NCRI

Iran: Nine million criminal cases in mullahs’ judiciary

NCRI – Mahmoud Salar-Kia, Tehran's deputy prosecutor, described nine million open cases in mullahs' judiciary in 2008, "as alarming," reported the state-run daily Etemaad on Wednesday. 

He was appointed to the job in 1998 when there were five million criminal cases before judicial system. In ten years the figures have doubled and he found them "alarming" for a country with a population of 70 million.

"In next two years we will be faced with an influx of 10 to 12 million cases," Salar-Kia said.  He attributed much of the disaster to mullahs' regime economic and social polices.  

 Mahmoud Hashemi Shahroudi, the head of the mullahs' Judiciary, said on February 27, 2008, "The trend of legal cases in the Judiciary is overwhelming. The creation of eight million judicial cases during the past year signifies a legal and judicial malady as well as a serious harm to society." He was speaking to a gathering in the southern province of Khuzestan, discussing the problems faced by the institution under his control.

Shahroudi described the creation of eight million judicial cases in one year as a "fundamental problem," and added, "In a country like India, with a population close to one billion, only four million judicial cases are filed annually."

On December 18, 2007, Shahroudi also said, "It is unfortunate that currently eight million cases enter the judicial system annually, which results from more than 1,500 types of offenses outlined in Iranian legal codes." Shahroudi stated that, in addition to these eight million cases, "currently, about four million cases are also overseen by councils formed to resolve disputes."

Thus, according to the regime's head of Judiciary, the number of judicial cases in Iran is close to twelve million. This means that there are 50 times more judicial cases in Iran than in India, taking into consideration differences in population.

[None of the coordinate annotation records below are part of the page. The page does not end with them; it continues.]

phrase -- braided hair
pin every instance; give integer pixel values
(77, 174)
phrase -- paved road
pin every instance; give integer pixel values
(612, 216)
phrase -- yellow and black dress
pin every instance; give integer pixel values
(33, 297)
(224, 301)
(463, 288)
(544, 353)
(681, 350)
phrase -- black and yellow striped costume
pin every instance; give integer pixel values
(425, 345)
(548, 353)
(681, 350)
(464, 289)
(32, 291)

In view of the fact that every judicial case involves at least two persons, this means that on average, an Iranian adult would face a judicial proceeding every two years. If we also assume that every Iranian family has about four members, then on average, every family is involved in more than one court case annually.

The state-run daily, Sharq, quoted Shahroudi on April 24, 2004, as saying, "The head of the Judiciary, specified the number of court cases in the country to be in the range of four to five million annually, which is unprecedented in the world." In other words, in less than three-and-a-half years (between 2004 and 2008), the number of court cases under the religious fascism's rule have more than doubled.

The creation of this number of cases and the cancerous bloating of the clerical judicial system is, first and foremost, indicative of the extent of the crimes, cruelty and rights abuses committed under the mullahs' rule. In addition to hanging, stoning, torture, amputation of limbs, and other medieval punishments, the regime has found another way to instill fear in the society by entrapping Iranians in its dreadful judicial system.